You are viewing a plain text version of this content. The canonical link for it is here.
Posted to issues@mesos.apache.org by "Joseph Wu (JIRA)" <ji...@apache.org> on 2018/02/28 17:19:00 UTC
[jira] [Commented] (MESOS-8623) Crashed framework brings down the
whole Mesos cluster
[ https://issues.apache.org/jira/browse/MESOS-8623?page=com.atlassian.jira.plugin.system.issuetabpanels:comment-tabpanel&focusedCommentId=16380688#comment-16380688 ]
Joseph Wu commented on MESOS-8623:
----------------------------------
This CHECK can be hit whenever the master attempts to send any message to a framework recovered via Agent registration (i.e. Agent reports that the framework is running tasks on it), but before the framework has reconnected to the master.

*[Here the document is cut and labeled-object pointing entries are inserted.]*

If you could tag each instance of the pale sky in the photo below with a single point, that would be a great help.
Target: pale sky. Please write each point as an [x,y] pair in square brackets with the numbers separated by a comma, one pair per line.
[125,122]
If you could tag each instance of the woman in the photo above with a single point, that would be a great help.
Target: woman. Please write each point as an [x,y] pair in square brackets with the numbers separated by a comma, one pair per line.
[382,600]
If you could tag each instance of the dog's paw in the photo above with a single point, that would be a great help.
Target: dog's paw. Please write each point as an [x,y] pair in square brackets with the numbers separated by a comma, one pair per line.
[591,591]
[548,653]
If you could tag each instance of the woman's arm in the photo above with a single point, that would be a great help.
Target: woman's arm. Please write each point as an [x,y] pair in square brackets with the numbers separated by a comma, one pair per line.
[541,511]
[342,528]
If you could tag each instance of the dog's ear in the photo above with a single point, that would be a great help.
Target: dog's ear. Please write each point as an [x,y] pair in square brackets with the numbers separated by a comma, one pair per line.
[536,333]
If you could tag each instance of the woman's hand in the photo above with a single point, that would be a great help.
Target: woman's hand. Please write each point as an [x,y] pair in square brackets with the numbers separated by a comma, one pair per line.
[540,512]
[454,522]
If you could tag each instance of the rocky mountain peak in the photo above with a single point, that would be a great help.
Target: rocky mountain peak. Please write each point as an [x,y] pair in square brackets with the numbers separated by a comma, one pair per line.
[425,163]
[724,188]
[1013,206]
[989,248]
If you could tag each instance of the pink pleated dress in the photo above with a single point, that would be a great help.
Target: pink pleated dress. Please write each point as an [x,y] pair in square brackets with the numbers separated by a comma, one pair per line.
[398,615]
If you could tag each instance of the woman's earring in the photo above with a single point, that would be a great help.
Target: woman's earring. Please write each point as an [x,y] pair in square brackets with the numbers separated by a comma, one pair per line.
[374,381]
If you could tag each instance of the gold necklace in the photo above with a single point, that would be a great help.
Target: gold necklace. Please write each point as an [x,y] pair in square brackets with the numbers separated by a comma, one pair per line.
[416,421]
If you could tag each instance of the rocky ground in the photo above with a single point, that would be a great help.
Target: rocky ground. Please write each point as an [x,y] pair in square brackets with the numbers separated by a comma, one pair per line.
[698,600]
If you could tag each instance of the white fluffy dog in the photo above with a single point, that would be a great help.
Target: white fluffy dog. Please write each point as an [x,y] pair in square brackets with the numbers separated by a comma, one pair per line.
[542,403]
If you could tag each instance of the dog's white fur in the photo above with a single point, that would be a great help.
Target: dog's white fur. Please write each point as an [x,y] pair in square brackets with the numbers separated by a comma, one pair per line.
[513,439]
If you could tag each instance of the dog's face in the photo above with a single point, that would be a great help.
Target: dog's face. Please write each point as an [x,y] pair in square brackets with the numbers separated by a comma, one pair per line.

The master should be guarding against sending messages to disconnected frameworks, so we'll have to track down which code path is responsible for sending this message.
A cursory {{git blame}} suggests that this crash could have happened from 1.2.0 onwards, but this also depends on which message is being sent:
https://github.com/apache/mesos/commit/0dbceafa3b7caba9e541cd64bce3d5421e3b1262
Note: This commit removed a {{return;}} that would have hidden this bug.
https://github.com/apache/mesos/commit/65efb347301f90e638361a50282cb74980c4c081
> Crashed framework brings down the whole Mesos cluster
> -----------------------------------------------------
>
> Key: MESOS-8623
> URL: https://issues.apache.org/jira/browse/MESOS-8623
> Project: Mesos
> Issue Type: Bug
> Components: master
> Affects Versions: 1.4.1
> Environment: Debian 8
> Mesos 1.4.1
> Reporter: Tomas Barton
> Priority: Critical
>
> It might be hard to replicate, but when you do your Mesos cluster is gone.
> The issue was caused by an unresponsive Docker engine on a single agent node. Unfortunately even after fixing Docker issues, all Mesos masters repeatedly failed to start. In despair I've deleted all {{replicated_log}} data from Master and ZooKeeper. Even after that messages agent's {{replicated_log}} got replayed and the master crashed again. Average lifetime for Mesos master was less than 1min.
> {code}
> mesos-master[3814]: I0228 00:25:55.269835 3828 network.hpp:436] ZooKeeper group memberships changed
> mesos-master[3814]: I0228 00:25:55.269979 3832 group.cpp:700] Trying to get '/mesos/log_replicas/0000002519' in ZooKeeper
> mesos-master[3814]: I0228 00:25:55.271117 3832 group.cpp:700] Trying to get '/mesos/log_replicas/0000002520' in ZooKeeper
> mesos-master[3814]: I0228 00:25:55.277971 3832 group.cpp:700] Trying to get '/mesos/log_replicas/0000002521' in ZooKeeper
> mesos-master[3814]: I0228 00:25:55.279296 3827 network.hpp:484] ZooKeeper group PIDs: { log-replica(1)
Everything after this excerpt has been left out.